An diesem 4. Januar hatte man die gesamte BOB in höchste Alarmbereitschaft versetzt. Um 17:30 Uhr kam endlich der Anruf eines Zwischenträgers, der ihnen mitteilte, dass Kowalski in einer halben Stunde eintreffen werde. Danach bat der Anrufer, sich nach der Ankunft besonders um Frau Kowalski zu kümmern. Dies war das erste Anzeichen, dass »Heckenschütze« nicht allein kommen würde. Um genau 18:06 Uhr setzte ein Westberliner Taxi einen Mann und eine Frau vor dem Gebäude ab, die beide eine Reisetasche trugen. Der Leiter der Osteuropa-Abteilung der BOB konnte beobachten, wie sie sich ängstlich dem Konsulatseingang näherten. Er ging hinunter, begrüßte sie und führte sie schnell hinein.
Wie so oft im Spionagegeschäft waren die Dinge auch hier nicht so, wie sie ursprünglich aussahen. »Heckenschütze« erklärte, dass diese Frau nicht seine Ehegattin, sondern seine Geliebte sei. Aber auch für sie bitte er um Asyl. Er bat dann, sie aus dem Vernehmungszimmer zu bringen, da sie ihn nur als den polnischen Journalisten Roman Kowalski kenne. Tatsächlich sei er Oberstleutnant Michal Goleniewski. Bis Januar 1958 sei er Stellvertretender Leiter des polnischen militärischen Abschirmdienstes gewesen. Er hatte als Doppelagent agiert und dabei nicht nur Berichte an die CIA geschickt, sondern auch den KGB über alles informiert, was die Polen vor ihren sowjetischen Herren verbergen wollten.

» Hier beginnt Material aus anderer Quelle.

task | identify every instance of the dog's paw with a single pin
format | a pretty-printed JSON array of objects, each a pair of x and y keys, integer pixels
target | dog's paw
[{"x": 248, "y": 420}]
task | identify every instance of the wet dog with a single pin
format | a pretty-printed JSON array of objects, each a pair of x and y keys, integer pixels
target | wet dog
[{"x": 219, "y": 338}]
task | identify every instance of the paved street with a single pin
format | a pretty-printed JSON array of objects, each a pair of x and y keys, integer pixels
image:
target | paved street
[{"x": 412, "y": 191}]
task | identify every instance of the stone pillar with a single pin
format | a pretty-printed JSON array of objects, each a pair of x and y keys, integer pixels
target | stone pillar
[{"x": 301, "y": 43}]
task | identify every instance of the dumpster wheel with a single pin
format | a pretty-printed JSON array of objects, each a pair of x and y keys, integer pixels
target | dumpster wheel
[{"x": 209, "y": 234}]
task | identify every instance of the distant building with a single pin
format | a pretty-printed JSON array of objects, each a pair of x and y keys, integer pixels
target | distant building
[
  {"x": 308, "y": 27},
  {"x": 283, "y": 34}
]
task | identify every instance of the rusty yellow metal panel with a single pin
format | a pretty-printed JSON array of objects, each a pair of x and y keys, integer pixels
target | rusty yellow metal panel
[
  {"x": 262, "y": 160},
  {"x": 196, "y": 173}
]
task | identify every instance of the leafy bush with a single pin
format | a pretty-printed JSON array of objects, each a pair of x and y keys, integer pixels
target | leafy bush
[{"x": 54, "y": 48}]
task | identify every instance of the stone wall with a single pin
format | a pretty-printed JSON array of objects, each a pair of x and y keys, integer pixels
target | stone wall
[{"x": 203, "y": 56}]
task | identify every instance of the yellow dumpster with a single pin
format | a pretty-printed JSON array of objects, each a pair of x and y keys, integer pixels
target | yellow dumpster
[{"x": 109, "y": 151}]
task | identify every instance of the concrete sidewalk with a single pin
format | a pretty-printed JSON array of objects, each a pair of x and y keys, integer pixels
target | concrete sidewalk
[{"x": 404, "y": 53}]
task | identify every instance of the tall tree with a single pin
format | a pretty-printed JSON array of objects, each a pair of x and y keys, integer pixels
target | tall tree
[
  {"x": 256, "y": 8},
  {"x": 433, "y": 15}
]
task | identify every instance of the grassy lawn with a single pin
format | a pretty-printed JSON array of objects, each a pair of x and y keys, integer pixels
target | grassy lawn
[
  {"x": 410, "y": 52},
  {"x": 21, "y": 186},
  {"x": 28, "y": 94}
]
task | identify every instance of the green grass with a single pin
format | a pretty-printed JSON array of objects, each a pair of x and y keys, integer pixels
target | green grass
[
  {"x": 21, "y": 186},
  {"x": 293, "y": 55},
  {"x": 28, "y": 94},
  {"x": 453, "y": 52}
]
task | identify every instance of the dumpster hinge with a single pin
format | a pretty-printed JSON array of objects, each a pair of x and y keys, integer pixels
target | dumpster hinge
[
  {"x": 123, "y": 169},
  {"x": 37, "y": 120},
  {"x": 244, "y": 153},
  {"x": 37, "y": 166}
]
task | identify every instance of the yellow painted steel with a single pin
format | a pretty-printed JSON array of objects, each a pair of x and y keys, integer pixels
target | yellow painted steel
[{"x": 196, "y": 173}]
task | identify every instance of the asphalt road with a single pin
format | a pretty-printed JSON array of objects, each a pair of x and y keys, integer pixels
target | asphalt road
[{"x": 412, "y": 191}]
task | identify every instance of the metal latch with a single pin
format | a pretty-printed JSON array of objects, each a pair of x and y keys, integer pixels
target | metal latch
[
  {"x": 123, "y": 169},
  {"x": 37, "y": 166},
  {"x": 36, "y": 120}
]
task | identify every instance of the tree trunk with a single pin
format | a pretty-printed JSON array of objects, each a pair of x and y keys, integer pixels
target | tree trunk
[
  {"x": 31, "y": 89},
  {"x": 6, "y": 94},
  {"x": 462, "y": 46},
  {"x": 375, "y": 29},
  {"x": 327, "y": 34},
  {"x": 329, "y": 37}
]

Am nächsten Tag brachte ihn die CIA an Bord eines Militärflugzeugs nach Wiesbaden und von dort weiter in die Vereinigten Staaten. Dort nannte Goleniewski die Namen Hunderter polnischer und sowjetischer Geheimdienstoffiziere und -agenten. Er half, einen Spionagering in der britischen Admiralität aufzudecken, George Blake als KGB-Spion im britischen Geheimdienst zu enttarnen und Heinz Felfe auffliegen zu lassen, einen KGB-Agenten, der im Bundesnachrichtendienst das Amt »Gegenspionage Sowjetunion« leitete. Von vielleicht noch größerer Bedeutung war sein Hinweis auf einen unentdeckten Maulwurf irgendwo in den Tiefen des amerikanischen Geheimdienstes.
Ein einziges Problem gab es da allerdings: Schon vor dem Ende seiner Befragung begannen erste Anzeichen einer Geisteskrankheit Goleniewskis Glaubwürdigkeit zu beschädigen. Er trank Unmengen Alkohol und spielte ständig in voller Lautstärke Victrola-Platten mit alten europäischen Liedern ab. Später würde er darauf bestehen, er sei der Sohn von Zar Nikolaus II., Alexej, und damit als letzter überlebender Spross der Romanow-Familie der rechtmäßige Erbe des Zarenthrons. Außerdem behauptete er, dass Henry Kissinger ein Spion des KGB sei. Selbst die Mitglieder der CIA-Führung waren sich nie ganz einig, ob es sich bei ihm um einen echten Überläufer oder einen sowjetischen Provokateur handelte.
Auch Kennedy würde es also mit einer Welt voller Intrigen und Täuschungen zu tun bekommen, auf die er jedoch nur unzureichend vorbereitet war.